Proof of Concept (PoC)

A PoC is a small, scrappy experiment to test whether an idea is technically feasible before anyone commits real resources. It’s deliberately narrow. You’re not building the product — you’re building just enough to answer one risky question.

Say your team wants to know whether a new AI model can read scanned invoices accurately enough to be useful. A PoC might be a rough script that processes 50 invoices in a weekend. Ugly, no interface, no integration. The only goal is to learn: does the core idea hold up?

A PoC typically is small in scope and short in timeline (days to a few weeks), throwaway code that nobody intends to ship, and judged by a yes/no technical question. Its main risk being answered is “will this even work?”

Proof of Value (PoV)

A PoV goes a step further. It assumes the thing can work and asks whether it’s worth it. A PoV is usually run in a more realistic setting — sometimes with real users or real data — to demonstrate measurable business value: time saved, revenue gained, costs cut, risk reduced.

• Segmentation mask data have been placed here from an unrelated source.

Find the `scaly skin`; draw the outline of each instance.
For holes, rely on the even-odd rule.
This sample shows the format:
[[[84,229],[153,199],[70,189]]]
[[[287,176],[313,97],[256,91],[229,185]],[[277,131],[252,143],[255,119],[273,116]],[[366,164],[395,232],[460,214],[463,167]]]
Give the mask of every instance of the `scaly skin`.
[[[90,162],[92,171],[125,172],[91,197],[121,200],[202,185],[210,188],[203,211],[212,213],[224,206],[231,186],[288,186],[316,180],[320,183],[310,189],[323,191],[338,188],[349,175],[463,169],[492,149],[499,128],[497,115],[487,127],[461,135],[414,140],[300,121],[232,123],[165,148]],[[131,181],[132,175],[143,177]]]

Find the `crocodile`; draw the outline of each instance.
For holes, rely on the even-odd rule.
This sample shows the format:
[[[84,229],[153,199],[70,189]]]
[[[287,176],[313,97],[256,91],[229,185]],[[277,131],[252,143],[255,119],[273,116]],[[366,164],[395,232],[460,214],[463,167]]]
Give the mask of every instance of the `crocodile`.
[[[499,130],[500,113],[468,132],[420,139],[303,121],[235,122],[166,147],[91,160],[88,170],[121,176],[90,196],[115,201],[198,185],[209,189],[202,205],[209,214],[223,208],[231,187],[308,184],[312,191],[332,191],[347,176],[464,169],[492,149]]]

Continuing the invoice example: the PoV would run the tool against a real month of invoices, measure how many hours of manual data entry it eliminates, and put a dollar figure on it. The output isn’t “it works” — it’s “it works and it saves the finance team 40 hours a month, which pays for itself in two months.”

Vendors love PoVs because a successful one is essentially a business case that sells the deal for them.

Side by side

Proof of ConceptProof of Value
Core questionCan it be built / will it work?Is it worth doing?
AudienceEngineers, architectsDecision-makers, budget owners
MeasuresTechnical feasibilityBusiness impact (ROI, time, money)
EnvironmentLab / sandboxRealistic / near-production
Typical output“Yes, it’s possible”“Yes, and here’s the payoff”
ComesFirstAfter the PoC

How they fit together

In a healthy project they’re sequential. You run a PoC to de-risk the technology, and if it passes, you run a PoV to justify the investment. Only then do you move to a pilot (a limited real-world rollout) and finally full production.

PoC asks “is it possible?” → PoV asks “is it worth it?” → Pilot asks “does it hold up at small scale?” → Production is the real thing.

Why people mix them up

Two reasons. First, the acronyms are nearly identical. Second, in casual use “PoC” has become a catch-all for “any small trial,” so people say PoC when they actually mean PoV. When in doubt, ask: “Are we testing whether it works, or whether it’s worth it?” That single question cuts through almost every misunderstanding.

How to use the terms without sounding lost

  • “Let’s start with a quick PoC to make sure the API can even handle our volume.” (feasibility)
  • “The PoC passed, so the next step is a PoV with the sales team’s real data to quantify the time savings.” (value)
  • “The vendor wants to jump straight to a PoV, but we haven’t proven the integration works yet.” (spotting a skipped step)

Get this one right and you’ll instantly sound like someone who’s done this before.